Maggie stared at her, incredulous, annoyed. "You'll get to experience it yourself, don't worry," she said.

It was best to agree with people who had just been told they were out of a job. Adelaide knew that first-hand from a few violent exchanges. "I guess it's going that way," she said.

"No," said Maggie. "I mean, he told me that himself."

"He as in..."

"Mr Borken. You'll be out the door a few weeks after me, once they're sure all this works."

"What?" said Adelaide. It was as if she was a balloon and Maggie had just given her a small puncture, enough for every molecule of energy to effuse. But it soon filled up. With anger.

"And I'm not the only one who knows," said Maggie.

"You didn't tell--"

"Not me, dear. That other one. His new...you know."

Of course. She'd been so focussed on the stupid selfiebot that she hadn't been able to plan the revenge on that slovenly-untidy-woman-or-girl.

This was a worst case scenario. Sure, it was bad enough that Mr Borken had kicked her out of his bedroom, but she could at least use her anger and exact a fitting revenge. To lose her status as confidante, her job -- everything she'd worked so hard to build -- that was another matter.

She found herself outside the conference room, wandering the corridors numbly. The head of business strategy hauled her bulky frame in the opposite direction. Adelaide was bumped hard enough to lose her footing.
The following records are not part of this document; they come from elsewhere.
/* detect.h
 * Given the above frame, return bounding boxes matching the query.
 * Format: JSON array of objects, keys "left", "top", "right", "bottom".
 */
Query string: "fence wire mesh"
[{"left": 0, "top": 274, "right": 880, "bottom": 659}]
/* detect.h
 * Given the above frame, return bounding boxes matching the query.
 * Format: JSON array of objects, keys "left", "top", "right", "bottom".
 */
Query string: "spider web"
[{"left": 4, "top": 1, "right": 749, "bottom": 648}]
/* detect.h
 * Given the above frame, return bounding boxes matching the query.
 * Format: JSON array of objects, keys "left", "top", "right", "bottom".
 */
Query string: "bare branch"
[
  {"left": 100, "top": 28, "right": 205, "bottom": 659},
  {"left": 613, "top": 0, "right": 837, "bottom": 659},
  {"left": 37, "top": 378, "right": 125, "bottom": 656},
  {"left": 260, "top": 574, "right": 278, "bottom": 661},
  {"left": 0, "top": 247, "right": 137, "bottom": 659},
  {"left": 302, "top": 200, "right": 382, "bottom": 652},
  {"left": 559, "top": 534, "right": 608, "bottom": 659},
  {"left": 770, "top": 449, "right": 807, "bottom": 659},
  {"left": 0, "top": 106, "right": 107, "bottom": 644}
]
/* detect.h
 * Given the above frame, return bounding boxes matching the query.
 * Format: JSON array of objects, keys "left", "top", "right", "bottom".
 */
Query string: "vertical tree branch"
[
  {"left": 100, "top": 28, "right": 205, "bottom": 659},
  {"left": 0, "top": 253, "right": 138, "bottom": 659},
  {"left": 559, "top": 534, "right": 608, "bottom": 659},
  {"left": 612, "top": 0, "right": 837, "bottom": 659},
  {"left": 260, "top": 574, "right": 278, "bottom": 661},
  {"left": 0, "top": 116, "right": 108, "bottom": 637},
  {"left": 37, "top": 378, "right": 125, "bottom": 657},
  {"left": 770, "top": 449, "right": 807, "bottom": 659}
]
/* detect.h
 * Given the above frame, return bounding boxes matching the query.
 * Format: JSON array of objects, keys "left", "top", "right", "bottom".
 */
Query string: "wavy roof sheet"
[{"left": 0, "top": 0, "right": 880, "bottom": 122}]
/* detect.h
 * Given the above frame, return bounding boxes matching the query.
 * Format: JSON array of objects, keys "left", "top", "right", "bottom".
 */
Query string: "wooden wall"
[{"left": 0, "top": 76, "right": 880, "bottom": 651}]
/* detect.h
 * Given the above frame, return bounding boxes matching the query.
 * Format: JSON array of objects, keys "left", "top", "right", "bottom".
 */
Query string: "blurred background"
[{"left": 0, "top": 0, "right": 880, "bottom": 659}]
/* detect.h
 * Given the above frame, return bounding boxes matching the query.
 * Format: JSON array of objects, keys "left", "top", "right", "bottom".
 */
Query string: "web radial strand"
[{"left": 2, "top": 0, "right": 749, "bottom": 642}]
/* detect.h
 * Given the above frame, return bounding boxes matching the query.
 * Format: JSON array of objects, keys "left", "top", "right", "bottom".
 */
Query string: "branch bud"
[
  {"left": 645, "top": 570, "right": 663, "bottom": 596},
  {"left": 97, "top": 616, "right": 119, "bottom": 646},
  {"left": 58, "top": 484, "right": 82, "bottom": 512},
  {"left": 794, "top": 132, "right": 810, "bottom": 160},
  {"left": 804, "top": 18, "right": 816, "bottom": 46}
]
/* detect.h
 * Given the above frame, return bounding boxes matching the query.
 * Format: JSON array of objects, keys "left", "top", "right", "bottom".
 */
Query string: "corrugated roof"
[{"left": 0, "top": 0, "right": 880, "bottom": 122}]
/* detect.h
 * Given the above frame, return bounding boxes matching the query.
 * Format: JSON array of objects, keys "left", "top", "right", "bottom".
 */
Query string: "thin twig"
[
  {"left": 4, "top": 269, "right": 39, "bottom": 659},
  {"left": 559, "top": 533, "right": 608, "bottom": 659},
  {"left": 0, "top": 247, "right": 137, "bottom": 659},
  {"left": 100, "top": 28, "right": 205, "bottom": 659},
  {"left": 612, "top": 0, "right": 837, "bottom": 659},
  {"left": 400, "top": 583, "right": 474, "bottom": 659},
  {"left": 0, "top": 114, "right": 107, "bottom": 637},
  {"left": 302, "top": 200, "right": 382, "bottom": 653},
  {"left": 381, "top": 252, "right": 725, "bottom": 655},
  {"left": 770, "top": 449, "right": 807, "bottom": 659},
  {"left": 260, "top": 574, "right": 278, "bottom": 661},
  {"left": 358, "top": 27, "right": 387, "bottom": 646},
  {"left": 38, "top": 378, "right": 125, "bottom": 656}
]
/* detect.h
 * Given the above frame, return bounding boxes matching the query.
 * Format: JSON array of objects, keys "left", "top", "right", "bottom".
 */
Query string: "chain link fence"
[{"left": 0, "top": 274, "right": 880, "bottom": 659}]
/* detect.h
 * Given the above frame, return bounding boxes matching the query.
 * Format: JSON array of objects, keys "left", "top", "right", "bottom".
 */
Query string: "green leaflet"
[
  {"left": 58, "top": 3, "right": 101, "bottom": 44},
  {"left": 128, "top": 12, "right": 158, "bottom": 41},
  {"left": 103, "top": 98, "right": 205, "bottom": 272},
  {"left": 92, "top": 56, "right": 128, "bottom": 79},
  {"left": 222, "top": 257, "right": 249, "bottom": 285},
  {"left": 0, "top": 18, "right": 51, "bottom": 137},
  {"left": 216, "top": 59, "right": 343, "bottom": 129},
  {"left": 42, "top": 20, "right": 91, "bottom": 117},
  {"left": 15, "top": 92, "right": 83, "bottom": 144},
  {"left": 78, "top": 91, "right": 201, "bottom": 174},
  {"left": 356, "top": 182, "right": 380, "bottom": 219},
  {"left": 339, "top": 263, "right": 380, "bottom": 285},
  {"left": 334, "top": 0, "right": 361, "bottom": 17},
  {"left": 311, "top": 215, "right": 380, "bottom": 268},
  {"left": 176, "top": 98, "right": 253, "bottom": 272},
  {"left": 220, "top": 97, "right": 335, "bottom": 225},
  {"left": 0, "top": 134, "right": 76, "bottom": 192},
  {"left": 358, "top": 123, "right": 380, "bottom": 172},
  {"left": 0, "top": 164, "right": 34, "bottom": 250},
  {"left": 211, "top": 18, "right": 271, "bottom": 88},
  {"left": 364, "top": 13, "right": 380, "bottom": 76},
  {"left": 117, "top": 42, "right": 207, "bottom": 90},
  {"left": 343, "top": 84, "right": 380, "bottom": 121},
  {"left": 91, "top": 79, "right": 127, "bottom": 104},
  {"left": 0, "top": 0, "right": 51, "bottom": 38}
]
The look in the woman's face was enough to know it was deliberate.

Adelaide picked herself up and stumbled further.

"You still here?" said the marketing manager, walking by briskly. "Cleaned out your desk, yet?"

They'd fully turned on her. In the past their passive-aggressive attitude only spurred her further, but now it lacked the passivity and had moved into full-blown violence.

What was she wallowing for? This was a key juncture in her future. This moment, this place. Was she just going to sit here and take it? Fiery-underworld no.

But there was no point trying to retain this job. Her bridges were a smouldering ash-heap. Another opportunity had presented itself with Josef. The exact position didn't matter, as long as it wasn't missionary. Instead of getting by on her looks, on her personal relationship with the boss, she was determined to prove her worth and earn her way in. She'd helped shape House of Paschar from a fledgling business into a multi-national company. AutomatIO was still small enough to do this again, but this time she'd get the credit and, most importantly, the respect of others.

Tim, a thin man in a tight suit and the head of sales, made a bee-line for her. When he was approximately 7.2cm from her face he took a deep breath and let out a loud series of expletives that would cover this page in bold italics. Then walked away.

She shrugged it off, focussing her rage on the problem at hand. There was no option but to convince Josef he desperately needed the selfiebot.